Defense holds Wake Forest, avoids repeat of earlier game

WINSTON-SALEM - The scene looked eerily familiar to the Duke defense: Groves Stadium, an ACC victory almost within grasp and all that needed to be done was stopping Brian Kuklick and the Wake Forest passing attack.

Fred Goldsmith remembers, defensive stalwart Chris Combs remembers-neither cherished that memory.

"[The Wake game two years ago] was very impressed on my mind," Goldsmith said. "When we lost, it really knocked us for a loop and it took a long time to get things right since then."

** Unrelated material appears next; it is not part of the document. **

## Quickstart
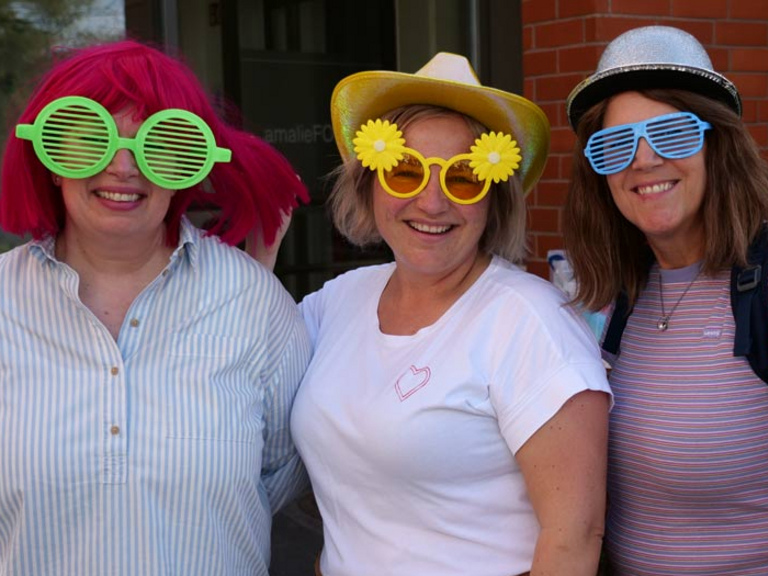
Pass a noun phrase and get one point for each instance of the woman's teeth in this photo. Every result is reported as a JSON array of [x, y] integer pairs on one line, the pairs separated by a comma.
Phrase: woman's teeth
[[426, 228], [117, 196], [655, 188]]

Two years ago in the same stadium, the Blue Devils held a comfortable 16-3 lead against Wake Forest entering the fourth quarter, but Kuklick led the Demon Deacons on touchdown marches of 69 and 89 yards in the final period to give Wake a 17-16 win and drive in the penultimate nail in Duke's 0-11 campaign of 1996.

Skip forward two years, and Duke again has Wake in the corner. Duke clung to a 19-16 lead when the Deacons began their final possession at their own 19 with 1:48 on the clock and no timeouts.

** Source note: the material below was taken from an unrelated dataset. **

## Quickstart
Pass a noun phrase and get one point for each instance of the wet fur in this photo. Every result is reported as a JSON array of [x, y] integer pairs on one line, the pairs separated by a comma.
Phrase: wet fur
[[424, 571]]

Only this time, Duke delivered the knockout punch.

"I said to everybody [before Wake's final possession], 'It's not going to happen this time,'" Combs said. '"We're not going to let this happen, we have to go out there and make plays.' Everybody responded well and we stopped them."

Indeed, Wake Forest needed 81 yards for the go-ahead touchdown and probably about 50 yards to get into reasonable range for kicker Matthew Burdick.

The Deacons got all of 11 yards.

On the drive's first play, Kuklick was pressured out of the pocket and forced to scramble, but he didn't get far before Duke linebacker Lyle Burdine met him and caused Kuklick to fumble. Although guard Sam Settar fell on the fumble and Kuklick threw for a first down on the next play, it wasn't long before the Duke swarm got to Kuklick again.

Combs put a quick inside move on his blocker on the ensuing first-down play and pounced on Kuklick for a nine yard loss-Duke's fourth sack of the game.

"We had a tenacious pass rush all night long," Goldsmith said. "We mixed it up, between blitzing, bluffing blitzing. But you get that kind of pressure from [so many] guys, and that was the difference between this year's team and [past years].

"This is the first time we've had any depth on our defensive front since I've been at Duke. And we're able to keep bringing in very good players to rush the passer. Two years ago, we just gave out down here versus Kuklick, and I think we did last year."

The Duke defense had spent the last two weeks chasing two of the most athletic quarterbacks in the nation in Virginia's Aaron Brooks and Georgia Tech's Joe Hamilton. One could only imagine that a relatively immobile drop-back passer like Kuklick must have looked like he was wearing cement shoes to the Duke pass rush.

"We do some different things to try to contain the scramblers, but with Kuklick, we knew eventually we could get to him," Combs said. "We just had to play each play as hard as the one before, and just try to get off the blocks and get to him, hit him or whatever we have to do to disrupt the ball. But we got to him a few times tonight."

It was only fitting that the game's final meaningful play ended with Kuklick looking up at the Winston-Salem sky. On a fourth and four, tackle Nate Krill put a bull-rush on his blocker, leap-frogged over him and landed squarely on Kuklick. The sack capped a stellar defensive performance made even more amazing by the absence of senior nose tackle Eric Scanlan, who sat out with a bruised shoulder.

"Mike Steinbaugh did a tremendous job tonight [replacing Scanlan]," Combs said. "He's got some great ability, and he's shown that the past two years, but for him to finally come out here and start a game when we needed it and play the way he did-it was great for us."

Snapping the 21-game ACC losing streak, exorcising the ghosts of past failures and finding the defense that disappeared last weekend-it was great indeed.